Knowledge management and communities of practice: From “learning by doing” to “learning together”

     Wenger, White and Smith have mentioned in their book some important terms in communities, such as learning together and leadership (Wenger, White & Smith, 2009). How do we learn knowledge? According to Wenger (1998), the process that “we interact with each other and with the world and we tune our relations with each other and with the world accordingly” (p.45) is how we learn.

     In Digital Habitats, Wenger, White and Smith then draw more specifically an interactive relationship of technology and community, whose patterns of interactivity and connectivity function like DNA, is helping us reconsider “what we know about communities” and to rediscover “fundamental ideas” in digital habitats (2009, p.21). They really focus on the term “learning together”, and introduce the essential ingredient in a community of practice to us: leadership (Wenger, White & Smith, 2009, p.10).

     From “learning by doing” to “learning together”, from Nonaka to Wenger, I seemed to see a clear track starting from obtaining knowledge, and leading to knowledge management.

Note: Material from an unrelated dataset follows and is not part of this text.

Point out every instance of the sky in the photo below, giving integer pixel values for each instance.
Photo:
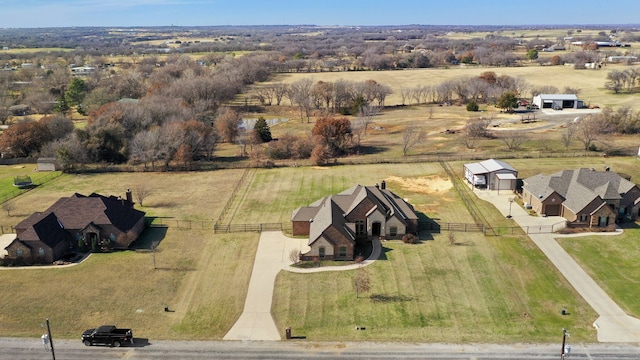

Nonaka and Takeuchi (1995) also mentioned the knowledge-creating crew in the new hypertext organization, as well as the important role of middle managers in a successful knowledge creation-oriented company. Thus, I contend that everyone sharing and learning knowledge, with proper leaders managing the community, is the key to a company’s success.

     Above all is what I learned in the UOKM class. I’d like to thank Professor Lévy and everyone in the class for giving me such a great experience, as the wonderful close to my master program.

Works cited:
  • Lévy, P. (2011). Lecture Notes. Ottawa, Ontario, University of Ottawa.
  • Nonaka, I. & Takeuchi, H. (1995). The Knowledge-Creating Company. How Japanese Companies Create the Dynamics of Innovation. New York: Oxford University Press.
  • Nonaka, I., Toyama, R. & Konno, N. (2000). SECI, Ba and leadership: A unified model of dynamic knowledge creation. Long Range Planning, 33(1), 5-34.
  • Wenger, E. (1998). Communities of Practice: Learning, Meaning, and Identity. OP: Cambridge University Press.
  • Wenger, E., White, N. & Smith, J. D. (2009). Digital Habitats: Stewarding Technology for Communities. Portland, OR: CPsquare.